The femur and ulnae were subjected to a battery of measurements and analyses, concerning both their external morphology and their internal structures using microtomography imaging: biometric measurements, geometric morphometrics, biomechanical indicators, etc. These data were compared to those of a relatively large sample of extant and fossil apes: chimpanzees, gorillas, orangutans, Miocene apes, and members of the human group (Orrorin, Ardipithecus, australopithecines, ancient Homo, Homo sapiens).
The structure of the femur indicates that Sahelanthropus was usually bipedal on the ground, but probably also in trees. According to results from the ulnae, this bipedalism coexisted in arboreal environments with a form of quadrupedalism, that is arboreal clambering enabled by firm hand grips, clearly differing from that of gorillas and chimpanzees who lean on the back of their phalanges.

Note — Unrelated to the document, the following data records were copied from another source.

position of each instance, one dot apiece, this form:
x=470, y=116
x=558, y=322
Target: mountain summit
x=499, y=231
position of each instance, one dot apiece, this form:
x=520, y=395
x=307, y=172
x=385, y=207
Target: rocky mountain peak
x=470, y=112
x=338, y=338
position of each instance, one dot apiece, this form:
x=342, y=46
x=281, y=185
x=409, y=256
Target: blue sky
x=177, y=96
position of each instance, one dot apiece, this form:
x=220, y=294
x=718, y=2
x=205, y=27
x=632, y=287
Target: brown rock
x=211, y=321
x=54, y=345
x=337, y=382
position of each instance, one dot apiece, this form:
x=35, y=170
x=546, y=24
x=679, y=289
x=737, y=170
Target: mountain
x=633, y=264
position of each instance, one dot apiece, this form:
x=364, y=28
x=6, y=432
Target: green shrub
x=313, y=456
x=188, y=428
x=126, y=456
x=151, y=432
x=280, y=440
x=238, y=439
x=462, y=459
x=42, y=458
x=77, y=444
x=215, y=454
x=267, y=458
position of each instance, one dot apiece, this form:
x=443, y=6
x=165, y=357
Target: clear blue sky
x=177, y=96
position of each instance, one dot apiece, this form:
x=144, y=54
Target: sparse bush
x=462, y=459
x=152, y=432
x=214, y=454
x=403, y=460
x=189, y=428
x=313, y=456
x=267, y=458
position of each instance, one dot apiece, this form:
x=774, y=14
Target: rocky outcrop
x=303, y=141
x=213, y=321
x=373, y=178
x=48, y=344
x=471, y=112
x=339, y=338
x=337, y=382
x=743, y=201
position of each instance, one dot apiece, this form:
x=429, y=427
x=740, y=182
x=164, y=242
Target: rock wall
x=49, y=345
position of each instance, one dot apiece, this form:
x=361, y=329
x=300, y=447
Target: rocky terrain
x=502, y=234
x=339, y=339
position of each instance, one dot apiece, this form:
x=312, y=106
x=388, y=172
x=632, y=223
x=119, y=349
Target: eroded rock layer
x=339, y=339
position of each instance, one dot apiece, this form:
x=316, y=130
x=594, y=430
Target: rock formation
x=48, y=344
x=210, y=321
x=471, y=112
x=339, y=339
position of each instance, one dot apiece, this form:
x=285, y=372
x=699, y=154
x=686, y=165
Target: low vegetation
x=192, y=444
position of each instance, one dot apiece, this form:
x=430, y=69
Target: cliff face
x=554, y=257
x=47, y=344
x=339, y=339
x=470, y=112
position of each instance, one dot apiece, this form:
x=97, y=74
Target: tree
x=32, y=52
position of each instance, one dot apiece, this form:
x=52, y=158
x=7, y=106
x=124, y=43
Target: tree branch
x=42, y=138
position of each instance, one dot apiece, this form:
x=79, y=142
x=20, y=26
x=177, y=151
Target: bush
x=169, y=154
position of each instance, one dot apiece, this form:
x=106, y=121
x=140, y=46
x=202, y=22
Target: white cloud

The conclusions of this study, including the identification of habitual bipedalism, are based on the observation and comparison of more than twenty characteristics of the femur and ulnae. They are, by far, the most parsimonious interpretation of the combination of these traits. All these data reinforce the concept of very early bipedal locomotion in human history, even if at this stage other modes of locomotion were also practiced.
This work was supported by the French Ministry for Europe and Foreign Affairs, the Chadian Government, the French National Research Agency (ANR), the Nouvelle-Aquitaine Region, the CNRS, the University of Poitiers and the French representation in Chad. It is dedicated to the memory of the late Yves Coppens, precursor and inspirer of the MPFT’s work in the Djourab Desert.
Reference: “Postcranial evidence of late Miocene hominin bipedalism in Chad” by G. Daver, F. Guy, H. T. Mackaye, A. Likius, J. -R. Boisserie, A. Moussa, L. Pallas, P. Vignaud, and N. D. Clarisse, 24 August 2022, Nature.
The study was funded by the Région Nouvelle-Aquitaine, Université de Poitiers, and the Centre National de la Recherche Scientifique.